Without trying to justify donors’ behavior, there may be some good explanations. Over half of all charitable gifts go to religious organizations and schools – typically, the donors’ own congregations and their or their children's schools – and most other gifts go to organizations with whom donors have had some experience or contact. In most cases, donors likely feel they have enough information about the organizations to make a decision. We might find most people who buy stock have a similar level of knowledge about the companies in which they invest. Finally, even the most financially sophisticated donors apparently make large gifts without trying to quantify the effectiveness of the charities they support – as reported in “Why Measure?,” in the Stanford Social Innovation Review in Summer 2004, a study of major donors of over $50,000 found that information about performance measures did not influence their decisions to give, and in fact, they were skeptical about the feasibility of getting reliability information on outcomes.

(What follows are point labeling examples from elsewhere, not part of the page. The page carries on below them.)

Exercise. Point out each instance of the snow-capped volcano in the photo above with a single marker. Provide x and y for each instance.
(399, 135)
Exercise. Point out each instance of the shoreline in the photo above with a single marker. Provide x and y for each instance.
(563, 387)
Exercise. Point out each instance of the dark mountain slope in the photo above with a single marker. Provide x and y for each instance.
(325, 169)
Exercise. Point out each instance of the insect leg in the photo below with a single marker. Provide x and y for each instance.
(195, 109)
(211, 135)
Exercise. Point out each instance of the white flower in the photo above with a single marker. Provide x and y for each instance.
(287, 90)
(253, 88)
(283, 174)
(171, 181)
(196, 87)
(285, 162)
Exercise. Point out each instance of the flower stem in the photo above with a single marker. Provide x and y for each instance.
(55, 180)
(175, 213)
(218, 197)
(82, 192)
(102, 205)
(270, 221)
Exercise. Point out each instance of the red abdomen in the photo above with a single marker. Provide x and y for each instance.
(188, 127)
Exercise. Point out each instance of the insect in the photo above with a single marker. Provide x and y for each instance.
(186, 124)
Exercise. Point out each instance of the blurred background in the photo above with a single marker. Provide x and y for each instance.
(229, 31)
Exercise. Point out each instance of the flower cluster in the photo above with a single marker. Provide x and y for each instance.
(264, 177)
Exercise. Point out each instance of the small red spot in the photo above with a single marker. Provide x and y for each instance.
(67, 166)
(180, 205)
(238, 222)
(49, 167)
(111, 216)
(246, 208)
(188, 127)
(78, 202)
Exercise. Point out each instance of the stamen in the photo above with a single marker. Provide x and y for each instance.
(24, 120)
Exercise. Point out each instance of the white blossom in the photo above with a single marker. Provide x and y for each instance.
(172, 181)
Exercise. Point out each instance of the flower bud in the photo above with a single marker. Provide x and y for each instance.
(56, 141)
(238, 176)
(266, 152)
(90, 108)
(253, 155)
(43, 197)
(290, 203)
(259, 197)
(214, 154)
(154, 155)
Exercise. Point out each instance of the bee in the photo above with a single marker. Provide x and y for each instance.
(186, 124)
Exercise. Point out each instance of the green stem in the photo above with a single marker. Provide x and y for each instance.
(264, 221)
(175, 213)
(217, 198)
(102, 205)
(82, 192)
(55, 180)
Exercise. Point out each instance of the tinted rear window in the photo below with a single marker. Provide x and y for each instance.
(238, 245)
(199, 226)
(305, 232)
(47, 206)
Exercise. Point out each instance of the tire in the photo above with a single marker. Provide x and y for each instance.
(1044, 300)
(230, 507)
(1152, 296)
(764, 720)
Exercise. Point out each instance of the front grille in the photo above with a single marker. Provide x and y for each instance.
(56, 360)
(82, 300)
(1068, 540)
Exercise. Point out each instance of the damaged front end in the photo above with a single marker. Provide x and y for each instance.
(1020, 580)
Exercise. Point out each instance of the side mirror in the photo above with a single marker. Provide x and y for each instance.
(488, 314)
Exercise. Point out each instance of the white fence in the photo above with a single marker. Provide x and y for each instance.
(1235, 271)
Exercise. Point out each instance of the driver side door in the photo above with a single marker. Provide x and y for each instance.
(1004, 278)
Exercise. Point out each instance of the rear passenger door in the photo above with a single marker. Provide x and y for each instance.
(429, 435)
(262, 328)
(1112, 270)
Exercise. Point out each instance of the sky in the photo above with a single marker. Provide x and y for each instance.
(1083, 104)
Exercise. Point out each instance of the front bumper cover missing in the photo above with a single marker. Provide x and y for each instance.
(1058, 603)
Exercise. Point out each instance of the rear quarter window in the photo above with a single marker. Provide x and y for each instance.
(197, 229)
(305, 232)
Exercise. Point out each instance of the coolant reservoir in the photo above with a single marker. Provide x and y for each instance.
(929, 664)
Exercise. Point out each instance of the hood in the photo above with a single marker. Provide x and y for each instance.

Assessing the value of a charitable organization’s work is difficult because it involves so many intangibles. The for-profit world is supported by a multi-billion dollar industry dedicated to providing information to investors, a universe of outside analysts dedicated to calculating value, and yet there is no shortage of bad investment decisions and wasted resources. The nonprofit world has no equivalent analysis infrastructure, unfortunately, and the burden of proving value falls on each nonprofit organization itself, where the need to measure performance must compete with other pressing needs for a share of inadequate resources.
One final key point: In contrast to grant making by individuals, institutional funders such as private foundations, corporations and government agencies, typically require much more information and paperwork from grantees than the size of their grant should require.